Kısa bir not olarak düşmeden geçmeyeyim, ben PES’in grafiklerini sevemedim. Modellemeler kısmen başarılı ama o kadar. Geri kalan her şey bana çok yapmacık, yetersiz geldi. Yani bir çok yerde grafiklerin muhteşemliğinden bahsediliyor ya, neden ben göremiyorum o muhteşemliği diye düşünüyorum oynarken.

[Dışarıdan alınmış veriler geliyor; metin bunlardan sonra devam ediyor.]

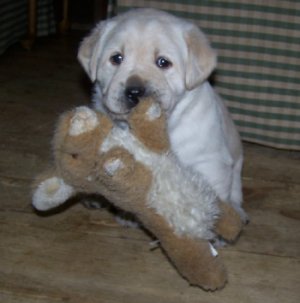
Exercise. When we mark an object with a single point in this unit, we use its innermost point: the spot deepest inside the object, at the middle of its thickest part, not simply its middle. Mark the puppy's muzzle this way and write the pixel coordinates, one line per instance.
(134, 90)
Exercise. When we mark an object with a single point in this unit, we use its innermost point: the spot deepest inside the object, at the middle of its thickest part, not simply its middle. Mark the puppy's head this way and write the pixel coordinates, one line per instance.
(145, 52)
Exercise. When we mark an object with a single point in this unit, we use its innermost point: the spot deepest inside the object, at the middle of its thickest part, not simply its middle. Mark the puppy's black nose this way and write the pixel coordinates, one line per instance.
(133, 93)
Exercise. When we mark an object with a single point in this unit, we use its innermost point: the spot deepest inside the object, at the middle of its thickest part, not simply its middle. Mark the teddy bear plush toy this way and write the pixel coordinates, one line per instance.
(133, 168)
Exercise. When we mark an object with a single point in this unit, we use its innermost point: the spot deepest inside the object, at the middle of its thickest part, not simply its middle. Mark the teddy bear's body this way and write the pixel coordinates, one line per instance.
(132, 168)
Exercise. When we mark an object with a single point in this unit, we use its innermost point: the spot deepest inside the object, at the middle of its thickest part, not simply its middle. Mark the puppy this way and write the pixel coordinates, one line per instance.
(148, 52)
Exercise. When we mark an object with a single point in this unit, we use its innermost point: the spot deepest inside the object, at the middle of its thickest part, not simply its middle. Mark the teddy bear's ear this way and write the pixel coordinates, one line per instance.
(83, 120)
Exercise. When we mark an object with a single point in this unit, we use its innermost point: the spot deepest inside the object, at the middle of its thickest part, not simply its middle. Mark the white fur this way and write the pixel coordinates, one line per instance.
(51, 193)
(183, 198)
(201, 131)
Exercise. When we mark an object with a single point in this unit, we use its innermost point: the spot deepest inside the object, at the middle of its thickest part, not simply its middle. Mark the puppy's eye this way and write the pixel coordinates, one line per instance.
(163, 63)
(116, 59)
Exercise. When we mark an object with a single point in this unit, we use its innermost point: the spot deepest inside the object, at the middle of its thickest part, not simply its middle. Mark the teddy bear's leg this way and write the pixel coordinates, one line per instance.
(51, 192)
(229, 224)
(193, 258)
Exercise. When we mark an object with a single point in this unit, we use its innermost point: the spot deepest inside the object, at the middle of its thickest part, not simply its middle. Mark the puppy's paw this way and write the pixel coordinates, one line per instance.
(112, 166)
(51, 193)
(84, 120)
(229, 224)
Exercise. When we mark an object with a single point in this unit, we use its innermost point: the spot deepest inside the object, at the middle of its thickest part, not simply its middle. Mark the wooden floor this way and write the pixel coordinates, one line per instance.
(80, 255)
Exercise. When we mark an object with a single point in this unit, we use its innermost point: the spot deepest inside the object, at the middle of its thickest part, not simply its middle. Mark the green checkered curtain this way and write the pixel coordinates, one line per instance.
(258, 74)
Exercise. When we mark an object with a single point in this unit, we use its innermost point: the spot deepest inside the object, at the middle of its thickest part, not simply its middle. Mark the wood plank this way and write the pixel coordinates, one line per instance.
(71, 256)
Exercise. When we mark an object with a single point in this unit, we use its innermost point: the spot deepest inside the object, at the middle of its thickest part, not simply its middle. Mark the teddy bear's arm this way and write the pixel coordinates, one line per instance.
(126, 182)
(50, 190)
(148, 124)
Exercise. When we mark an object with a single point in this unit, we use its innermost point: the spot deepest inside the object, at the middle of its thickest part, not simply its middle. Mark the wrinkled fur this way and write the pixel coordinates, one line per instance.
(120, 165)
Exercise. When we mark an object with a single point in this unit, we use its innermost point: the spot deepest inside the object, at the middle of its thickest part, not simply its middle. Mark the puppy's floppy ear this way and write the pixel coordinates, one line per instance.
(90, 49)
(201, 58)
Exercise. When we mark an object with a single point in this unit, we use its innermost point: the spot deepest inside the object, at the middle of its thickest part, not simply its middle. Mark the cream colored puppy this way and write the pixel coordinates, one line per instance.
(148, 52)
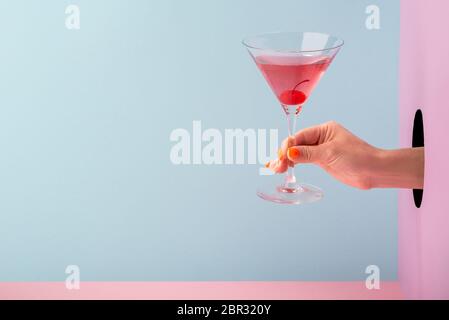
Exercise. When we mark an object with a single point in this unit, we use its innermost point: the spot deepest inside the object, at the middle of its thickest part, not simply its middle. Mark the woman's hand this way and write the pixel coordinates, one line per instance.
(351, 160)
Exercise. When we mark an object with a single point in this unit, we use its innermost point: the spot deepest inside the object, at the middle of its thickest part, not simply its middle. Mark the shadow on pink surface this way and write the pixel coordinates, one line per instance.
(199, 291)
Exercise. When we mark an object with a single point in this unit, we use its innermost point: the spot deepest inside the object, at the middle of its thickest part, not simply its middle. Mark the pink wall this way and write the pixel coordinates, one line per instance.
(200, 291)
(424, 83)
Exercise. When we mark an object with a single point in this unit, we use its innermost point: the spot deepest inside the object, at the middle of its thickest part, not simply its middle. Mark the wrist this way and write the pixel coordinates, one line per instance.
(403, 168)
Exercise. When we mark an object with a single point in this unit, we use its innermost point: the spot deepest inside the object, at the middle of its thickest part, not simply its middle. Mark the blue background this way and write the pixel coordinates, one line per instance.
(85, 120)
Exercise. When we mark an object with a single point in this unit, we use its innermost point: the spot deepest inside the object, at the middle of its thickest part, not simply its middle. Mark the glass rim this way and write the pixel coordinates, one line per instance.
(340, 42)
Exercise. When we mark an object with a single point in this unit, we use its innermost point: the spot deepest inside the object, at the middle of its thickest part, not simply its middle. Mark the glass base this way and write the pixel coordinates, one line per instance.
(293, 194)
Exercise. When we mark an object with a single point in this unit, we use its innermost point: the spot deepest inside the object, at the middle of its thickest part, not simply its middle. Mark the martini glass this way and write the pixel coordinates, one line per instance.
(292, 64)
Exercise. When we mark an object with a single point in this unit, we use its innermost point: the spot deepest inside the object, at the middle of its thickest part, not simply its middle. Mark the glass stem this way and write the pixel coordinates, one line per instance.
(292, 116)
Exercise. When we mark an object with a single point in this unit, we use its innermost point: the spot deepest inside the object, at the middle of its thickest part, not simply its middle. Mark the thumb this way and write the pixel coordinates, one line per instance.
(304, 154)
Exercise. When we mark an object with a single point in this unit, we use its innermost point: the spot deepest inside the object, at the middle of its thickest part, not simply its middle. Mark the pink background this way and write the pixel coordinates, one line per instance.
(201, 290)
(424, 77)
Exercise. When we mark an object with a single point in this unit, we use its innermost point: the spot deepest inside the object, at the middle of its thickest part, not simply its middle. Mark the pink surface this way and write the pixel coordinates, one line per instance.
(424, 233)
(201, 291)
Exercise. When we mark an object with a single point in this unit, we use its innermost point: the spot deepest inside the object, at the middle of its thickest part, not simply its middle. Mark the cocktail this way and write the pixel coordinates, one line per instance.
(292, 64)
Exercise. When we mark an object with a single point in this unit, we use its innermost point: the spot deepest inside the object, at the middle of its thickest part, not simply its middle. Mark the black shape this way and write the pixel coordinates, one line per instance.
(418, 142)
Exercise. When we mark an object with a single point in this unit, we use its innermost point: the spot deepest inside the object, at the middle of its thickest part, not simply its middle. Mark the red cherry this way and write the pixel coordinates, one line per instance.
(293, 97)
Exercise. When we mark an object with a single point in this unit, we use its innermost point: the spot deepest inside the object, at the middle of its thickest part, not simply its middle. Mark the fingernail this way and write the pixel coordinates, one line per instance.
(293, 153)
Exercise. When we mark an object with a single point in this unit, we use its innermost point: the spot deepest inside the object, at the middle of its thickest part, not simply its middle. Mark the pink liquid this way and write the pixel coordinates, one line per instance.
(293, 79)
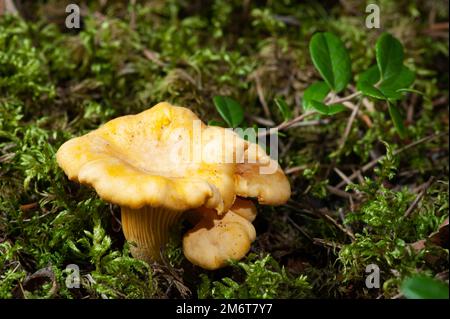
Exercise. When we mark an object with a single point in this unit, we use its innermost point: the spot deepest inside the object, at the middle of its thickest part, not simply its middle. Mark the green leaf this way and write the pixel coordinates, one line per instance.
(284, 108)
(322, 108)
(371, 75)
(389, 54)
(315, 92)
(336, 108)
(331, 59)
(421, 287)
(230, 110)
(318, 106)
(369, 90)
(390, 86)
(397, 119)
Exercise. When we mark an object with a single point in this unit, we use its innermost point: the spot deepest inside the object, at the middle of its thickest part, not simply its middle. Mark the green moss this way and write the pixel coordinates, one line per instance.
(56, 84)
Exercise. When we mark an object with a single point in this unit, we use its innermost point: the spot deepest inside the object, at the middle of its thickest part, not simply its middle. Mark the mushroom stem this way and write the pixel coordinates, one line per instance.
(148, 227)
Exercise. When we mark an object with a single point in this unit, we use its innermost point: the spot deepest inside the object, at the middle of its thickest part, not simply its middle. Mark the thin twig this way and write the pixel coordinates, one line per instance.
(262, 100)
(287, 124)
(419, 197)
(349, 126)
(401, 150)
(336, 224)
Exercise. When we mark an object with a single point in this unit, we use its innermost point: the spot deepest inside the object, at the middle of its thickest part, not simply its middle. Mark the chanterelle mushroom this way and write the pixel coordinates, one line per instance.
(148, 164)
(216, 239)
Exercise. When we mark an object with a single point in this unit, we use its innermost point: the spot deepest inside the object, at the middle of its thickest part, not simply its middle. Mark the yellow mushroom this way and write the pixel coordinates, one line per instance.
(162, 162)
(216, 239)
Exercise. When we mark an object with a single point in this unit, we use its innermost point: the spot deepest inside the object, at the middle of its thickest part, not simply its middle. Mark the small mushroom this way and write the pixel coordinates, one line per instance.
(144, 163)
(216, 239)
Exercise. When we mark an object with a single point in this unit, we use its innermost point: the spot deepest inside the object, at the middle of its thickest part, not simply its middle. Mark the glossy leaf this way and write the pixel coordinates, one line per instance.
(315, 92)
(230, 110)
(391, 87)
(331, 59)
(389, 54)
(369, 90)
(284, 108)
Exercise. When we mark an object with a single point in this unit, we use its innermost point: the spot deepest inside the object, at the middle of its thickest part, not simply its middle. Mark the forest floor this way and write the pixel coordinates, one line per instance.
(361, 194)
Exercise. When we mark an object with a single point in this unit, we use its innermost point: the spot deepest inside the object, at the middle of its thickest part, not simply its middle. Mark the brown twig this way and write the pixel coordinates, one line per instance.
(376, 160)
(262, 100)
(419, 197)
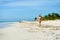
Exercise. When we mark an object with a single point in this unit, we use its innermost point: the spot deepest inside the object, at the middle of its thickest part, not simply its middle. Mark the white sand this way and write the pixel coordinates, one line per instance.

Ben incelemeyi ‘bu oyun alınır mı alınmaz mı’ çizgisinde tutmaya çalışıyorum. PES ya da FIFA söz konusu olduğunda teknik detaylardan ziyade ‘bu sene farklı neler yapmışlar’, ‘hangisi verdiğim parayı hak eder’ ya da ‘bir sene boyunca ben bu oyunu oynar mıyım’ şeklinde sorular sordum, bunlara cevap aradım. Yazının başında da dediğim gibi, PES 2019 son zamanlarda çıkan ‘en olmuş’ Pro Evolution Soccer. Ama bu bile benim nezdimde FIFA’yla boy ölçüşmeye yetmiyor. Bu yüzden de ikisini ayrı ayrı değerlendirmemiz gerekiyor sanırım bundan sonra. Bu bir noktadan sonra kişisel zevklerin ön plana çıktığı bir seçim aşamasına kalıyor. Bence PES sever bir insan, PES 2019 oynarken inanılmaz zevk alacaktır. Bu da Konami’nin bu sene bu işi başardığını gösteriyor.

Kişisel not: Şükrü Saraçoğlu’nda maç yapmak çok zevkli be!